I have a relatively new project that employs a microservice architecture. I feel pretty good about the size and granularity of the individual services, with the exception or our security service.
I have three main services, let's say foo-service
, bar-service
, and baz-service
. These services never need to communicate, but all three services regularly talk via HTTP requests to the security-service
. I want this to stop for a variety of reasons- the biggest is that each request to my individual services spawns a request to the security service, which can turn into several extra hops once you account for load balancing, etc.

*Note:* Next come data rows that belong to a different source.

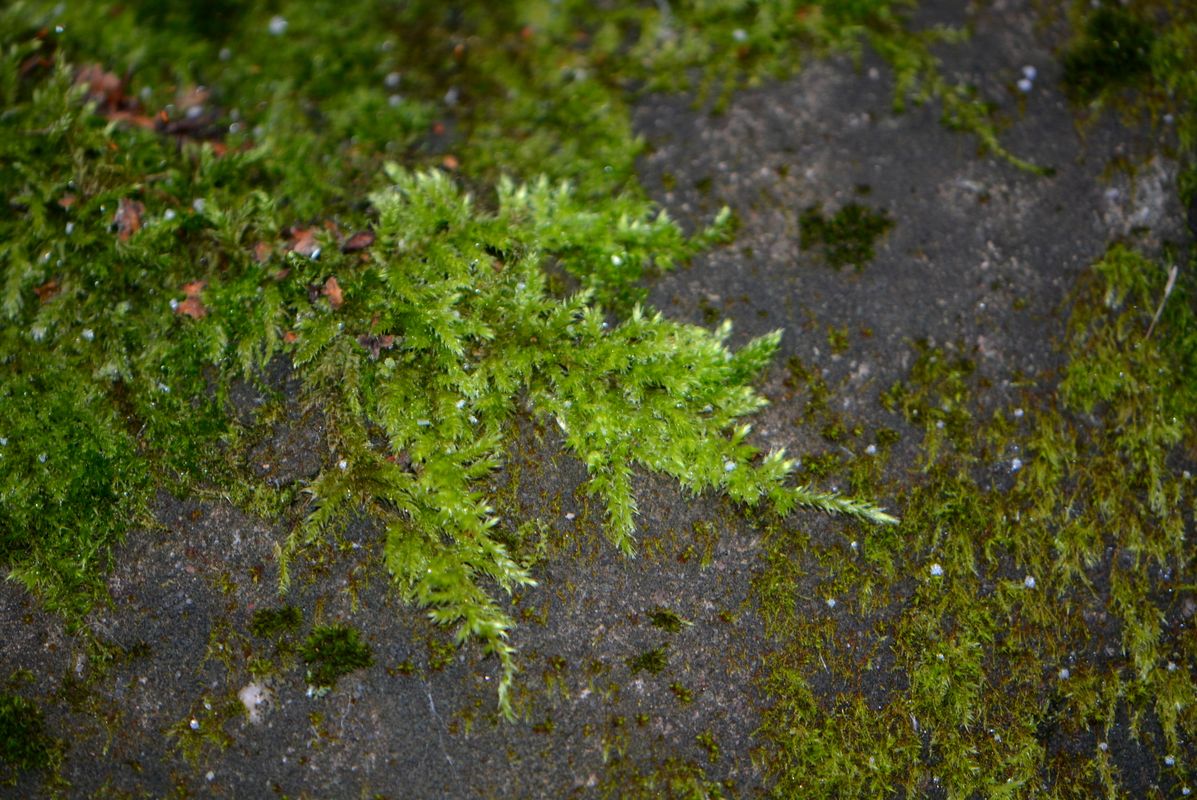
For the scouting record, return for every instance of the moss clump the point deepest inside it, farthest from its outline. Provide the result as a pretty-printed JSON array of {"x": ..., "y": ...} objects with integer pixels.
[
  {"x": 667, "y": 620},
  {"x": 1031, "y": 540},
  {"x": 651, "y": 661},
  {"x": 24, "y": 743},
  {"x": 332, "y": 652},
  {"x": 845, "y": 238},
  {"x": 271, "y": 623},
  {"x": 1113, "y": 50}
]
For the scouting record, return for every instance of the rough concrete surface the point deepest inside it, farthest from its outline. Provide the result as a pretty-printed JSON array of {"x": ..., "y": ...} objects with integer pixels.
[{"x": 980, "y": 259}]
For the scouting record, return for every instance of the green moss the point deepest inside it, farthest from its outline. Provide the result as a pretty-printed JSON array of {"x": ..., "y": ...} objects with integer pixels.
[
  {"x": 273, "y": 623},
  {"x": 1113, "y": 50},
  {"x": 1030, "y": 540},
  {"x": 651, "y": 661},
  {"x": 24, "y": 744},
  {"x": 332, "y": 652},
  {"x": 667, "y": 620},
  {"x": 845, "y": 238}
]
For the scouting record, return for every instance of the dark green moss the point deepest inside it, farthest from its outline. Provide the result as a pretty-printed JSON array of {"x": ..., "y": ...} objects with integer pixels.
[
  {"x": 848, "y": 237},
  {"x": 273, "y": 623},
  {"x": 1113, "y": 50},
  {"x": 332, "y": 652},
  {"x": 667, "y": 620},
  {"x": 24, "y": 743},
  {"x": 651, "y": 661}
]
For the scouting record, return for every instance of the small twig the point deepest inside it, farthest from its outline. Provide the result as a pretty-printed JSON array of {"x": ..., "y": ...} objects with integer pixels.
[{"x": 1167, "y": 290}]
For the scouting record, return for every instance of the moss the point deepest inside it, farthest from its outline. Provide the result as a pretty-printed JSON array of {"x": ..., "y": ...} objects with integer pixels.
[
  {"x": 667, "y": 620},
  {"x": 651, "y": 661},
  {"x": 332, "y": 652},
  {"x": 273, "y": 623},
  {"x": 976, "y": 665},
  {"x": 845, "y": 238},
  {"x": 1113, "y": 50},
  {"x": 24, "y": 744}
]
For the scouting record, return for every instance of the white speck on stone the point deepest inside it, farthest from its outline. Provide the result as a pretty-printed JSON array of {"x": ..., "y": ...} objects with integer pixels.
[{"x": 256, "y": 698}]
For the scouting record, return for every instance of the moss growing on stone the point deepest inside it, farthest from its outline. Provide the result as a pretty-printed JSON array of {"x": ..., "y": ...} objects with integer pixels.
[{"x": 333, "y": 652}]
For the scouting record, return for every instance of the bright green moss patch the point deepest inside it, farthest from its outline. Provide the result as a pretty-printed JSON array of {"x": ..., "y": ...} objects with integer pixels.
[
  {"x": 271, "y": 623},
  {"x": 332, "y": 652},
  {"x": 1030, "y": 541},
  {"x": 24, "y": 743},
  {"x": 845, "y": 238},
  {"x": 1115, "y": 50}
]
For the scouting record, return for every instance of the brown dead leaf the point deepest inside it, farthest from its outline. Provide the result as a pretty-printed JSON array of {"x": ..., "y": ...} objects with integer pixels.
[
  {"x": 376, "y": 344},
  {"x": 103, "y": 88},
  {"x": 332, "y": 290},
  {"x": 303, "y": 241},
  {"x": 128, "y": 218},
  {"x": 47, "y": 290},
  {"x": 359, "y": 241},
  {"x": 193, "y": 305}
]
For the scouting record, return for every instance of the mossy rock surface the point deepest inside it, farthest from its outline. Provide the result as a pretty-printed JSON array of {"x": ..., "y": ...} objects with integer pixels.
[{"x": 1027, "y": 416}]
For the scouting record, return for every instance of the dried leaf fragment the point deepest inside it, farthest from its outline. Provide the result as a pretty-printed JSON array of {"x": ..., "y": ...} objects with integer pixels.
[
  {"x": 192, "y": 305},
  {"x": 47, "y": 290},
  {"x": 359, "y": 241},
  {"x": 128, "y": 218},
  {"x": 332, "y": 290}
]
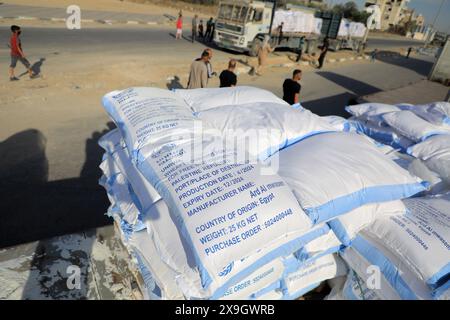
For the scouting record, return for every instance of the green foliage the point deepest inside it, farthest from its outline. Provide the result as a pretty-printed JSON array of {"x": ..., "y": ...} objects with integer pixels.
[{"x": 350, "y": 11}]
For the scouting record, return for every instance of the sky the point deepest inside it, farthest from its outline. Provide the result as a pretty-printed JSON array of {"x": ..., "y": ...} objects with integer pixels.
[{"x": 428, "y": 8}]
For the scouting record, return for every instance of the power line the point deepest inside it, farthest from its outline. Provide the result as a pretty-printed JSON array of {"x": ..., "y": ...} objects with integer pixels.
[{"x": 437, "y": 13}]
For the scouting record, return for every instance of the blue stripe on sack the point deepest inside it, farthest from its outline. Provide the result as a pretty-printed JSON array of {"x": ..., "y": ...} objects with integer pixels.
[
  {"x": 110, "y": 108},
  {"x": 437, "y": 293},
  {"x": 441, "y": 276},
  {"x": 151, "y": 176},
  {"x": 348, "y": 290},
  {"x": 340, "y": 231},
  {"x": 347, "y": 203},
  {"x": 274, "y": 286},
  {"x": 283, "y": 250},
  {"x": 300, "y": 292},
  {"x": 388, "y": 269}
]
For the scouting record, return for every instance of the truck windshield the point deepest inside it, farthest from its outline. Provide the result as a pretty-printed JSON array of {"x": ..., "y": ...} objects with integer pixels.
[{"x": 231, "y": 12}]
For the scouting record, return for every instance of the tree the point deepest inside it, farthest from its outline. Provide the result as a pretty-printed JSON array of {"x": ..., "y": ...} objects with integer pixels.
[{"x": 350, "y": 11}]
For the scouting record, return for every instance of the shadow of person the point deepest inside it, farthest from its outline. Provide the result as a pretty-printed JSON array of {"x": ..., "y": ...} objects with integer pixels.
[
  {"x": 60, "y": 214},
  {"x": 36, "y": 67},
  {"x": 175, "y": 83},
  {"x": 34, "y": 208}
]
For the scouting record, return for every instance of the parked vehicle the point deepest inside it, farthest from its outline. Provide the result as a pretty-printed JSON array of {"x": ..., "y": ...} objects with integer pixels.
[{"x": 242, "y": 25}]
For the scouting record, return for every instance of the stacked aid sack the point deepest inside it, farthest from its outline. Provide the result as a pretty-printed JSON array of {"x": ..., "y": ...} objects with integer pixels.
[
  {"x": 216, "y": 214},
  {"x": 404, "y": 252}
]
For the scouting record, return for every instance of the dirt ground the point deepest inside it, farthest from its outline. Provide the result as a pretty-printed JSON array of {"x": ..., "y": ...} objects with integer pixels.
[{"x": 130, "y": 6}]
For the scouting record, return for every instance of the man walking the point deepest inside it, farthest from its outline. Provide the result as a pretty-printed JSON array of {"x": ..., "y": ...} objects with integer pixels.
[
  {"x": 323, "y": 52},
  {"x": 194, "y": 28},
  {"x": 409, "y": 52},
  {"x": 213, "y": 29},
  {"x": 179, "y": 27},
  {"x": 17, "y": 54},
  {"x": 200, "y": 30},
  {"x": 227, "y": 77},
  {"x": 373, "y": 55},
  {"x": 198, "y": 75},
  {"x": 291, "y": 88},
  {"x": 209, "y": 24},
  {"x": 300, "y": 49},
  {"x": 280, "y": 32}
]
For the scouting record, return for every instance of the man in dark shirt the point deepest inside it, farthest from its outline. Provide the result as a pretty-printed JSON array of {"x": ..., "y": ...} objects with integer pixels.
[
  {"x": 291, "y": 88},
  {"x": 228, "y": 78},
  {"x": 323, "y": 52},
  {"x": 17, "y": 54}
]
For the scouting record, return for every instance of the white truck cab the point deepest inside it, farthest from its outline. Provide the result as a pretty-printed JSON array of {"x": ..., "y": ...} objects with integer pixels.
[{"x": 241, "y": 25}]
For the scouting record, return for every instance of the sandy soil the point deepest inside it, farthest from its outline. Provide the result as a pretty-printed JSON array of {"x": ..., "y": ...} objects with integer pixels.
[{"x": 129, "y": 6}]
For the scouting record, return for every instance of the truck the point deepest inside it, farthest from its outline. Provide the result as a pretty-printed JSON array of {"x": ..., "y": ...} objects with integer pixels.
[{"x": 242, "y": 25}]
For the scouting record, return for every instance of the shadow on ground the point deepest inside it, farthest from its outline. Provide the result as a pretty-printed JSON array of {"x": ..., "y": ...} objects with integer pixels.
[
  {"x": 422, "y": 67},
  {"x": 33, "y": 208},
  {"x": 335, "y": 105}
]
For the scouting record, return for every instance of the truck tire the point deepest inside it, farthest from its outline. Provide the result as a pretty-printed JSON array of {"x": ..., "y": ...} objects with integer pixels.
[{"x": 256, "y": 45}]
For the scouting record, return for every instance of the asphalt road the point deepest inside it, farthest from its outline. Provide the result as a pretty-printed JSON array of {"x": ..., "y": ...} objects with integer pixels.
[
  {"x": 387, "y": 43},
  {"x": 125, "y": 39},
  {"x": 53, "y": 167}
]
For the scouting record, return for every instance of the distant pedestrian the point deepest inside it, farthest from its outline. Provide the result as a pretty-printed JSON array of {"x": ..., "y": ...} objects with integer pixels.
[
  {"x": 209, "y": 24},
  {"x": 198, "y": 75},
  {"x": 292, "y": 87},
  {"x": 17, "y": 54},
  {"x": 323, "y": 52},
  {"x": 194, "y": 28},
  {"x": 300, "y": 49},
  {"x": 263, "y": 55},
  {"x": 211, "y": 73},
  {"x": 227, "y": 77},
  {"x": 373, "y": 55},
  {"x": 213, "y": 29},
  {"x": 409, "y": 52},
  {"x": 179, "y": 27},
  {"x": 201, "y": 30},
  {"x": 280, "y": 32}
]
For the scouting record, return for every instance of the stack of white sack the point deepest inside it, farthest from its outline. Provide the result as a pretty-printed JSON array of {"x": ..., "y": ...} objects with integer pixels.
[
  {"x": 401, "y": 256},
  {"x": 214, "y": 214},
  {"x": 296, "y": 21},
  {"x": 422, "y": 131}
]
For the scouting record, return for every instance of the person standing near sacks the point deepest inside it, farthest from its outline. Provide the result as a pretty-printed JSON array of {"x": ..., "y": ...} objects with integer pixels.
[
  {"x": 213, "y": 29},
  {"x": 291, "y": 88},
  {"x": 17, "y": 54},
  {"x": 300, "y": 48},
  {"x": 194, "y": 28},
  {"x": 280, "y": 32},
  {"x": 179, "y": 27},
  {"x": 323, "y": 52},
  {"x": 209, "y": 24},
  {"x": 200, "y": 30},
  {"x": 227, "y": 77},
  {"x": 198, "y": 75},
  {"x": 263, "y": 54}
]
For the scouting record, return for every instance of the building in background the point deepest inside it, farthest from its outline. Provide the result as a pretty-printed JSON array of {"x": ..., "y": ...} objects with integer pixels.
[{"x": 393, "y": 12}]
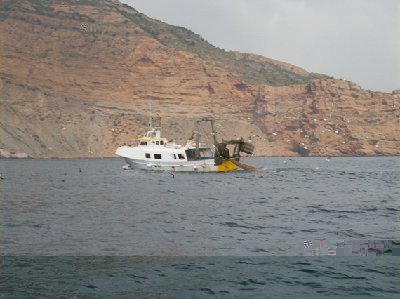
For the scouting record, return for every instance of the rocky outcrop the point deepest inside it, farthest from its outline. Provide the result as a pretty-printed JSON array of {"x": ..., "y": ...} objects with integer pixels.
[{"x": 68, "y": 93}]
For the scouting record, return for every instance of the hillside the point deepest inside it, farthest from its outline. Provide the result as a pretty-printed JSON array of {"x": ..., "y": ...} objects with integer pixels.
[{"x": 77, "y": 79}]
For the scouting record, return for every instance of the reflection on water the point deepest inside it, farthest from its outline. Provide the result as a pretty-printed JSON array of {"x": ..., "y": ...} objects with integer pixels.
[{"x": 154, "y": 235}]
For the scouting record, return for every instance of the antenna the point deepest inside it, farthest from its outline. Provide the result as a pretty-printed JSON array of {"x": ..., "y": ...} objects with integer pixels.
[{"x": 150, "y": 118}]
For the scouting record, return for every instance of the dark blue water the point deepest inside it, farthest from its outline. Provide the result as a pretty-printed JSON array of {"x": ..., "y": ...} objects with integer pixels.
[{"x": 158, "y": 235}]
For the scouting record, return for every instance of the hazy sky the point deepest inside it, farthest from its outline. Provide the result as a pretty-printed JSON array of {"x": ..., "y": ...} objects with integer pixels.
[{"x": 356, "y": 40}]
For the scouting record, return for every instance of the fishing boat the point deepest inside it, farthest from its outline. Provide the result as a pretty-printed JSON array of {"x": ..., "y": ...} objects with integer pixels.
[{"x": 154, "y": 152}]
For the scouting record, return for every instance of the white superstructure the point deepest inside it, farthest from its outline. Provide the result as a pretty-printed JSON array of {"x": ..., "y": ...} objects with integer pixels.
[{"x": 156, "y": 153}]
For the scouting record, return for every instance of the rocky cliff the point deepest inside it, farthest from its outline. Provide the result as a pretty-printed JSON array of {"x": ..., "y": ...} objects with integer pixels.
[{"x": 77, "y": 79}]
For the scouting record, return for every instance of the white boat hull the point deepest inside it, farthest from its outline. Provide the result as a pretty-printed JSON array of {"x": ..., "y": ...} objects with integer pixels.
[{"x": 189, "y": 166}]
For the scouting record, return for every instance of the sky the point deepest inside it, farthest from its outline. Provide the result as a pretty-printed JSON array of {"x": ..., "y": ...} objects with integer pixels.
[{"x": 356, "y": 40}]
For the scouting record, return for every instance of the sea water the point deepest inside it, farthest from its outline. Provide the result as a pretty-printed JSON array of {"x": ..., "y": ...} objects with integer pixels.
[{"x": 87, "y": 228}]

I've been reading "Software Architecture Patterns" by Mark Richards, and he recommends in these instances you should share databases and violate DRY: copy the required functionality into each service. Still, he uses this example with smaller "utility" classes, which may not really apply in this instance.
The security service isn't that big, so I could definitely copy it into each of the other services. That said, it's just big enough that I don't feel great copying and pasting it - 314 'relevant' lines of code according to coveralls (java so there's a lot more actual code ;-). I could easily turn it into a module that each service brings in- but then my services have a shared dependency and that has bit me in the past. Of course the security code will grow over time as we add authentication methods, but we aren't reinventing the wheel when it comes to auth so It's mostly integrating with other libraries and authentication services. That is, I don't imagine this particular code base getting huge.
So my question, should I copy and paste the code or build a module that every service brings in? Thanks!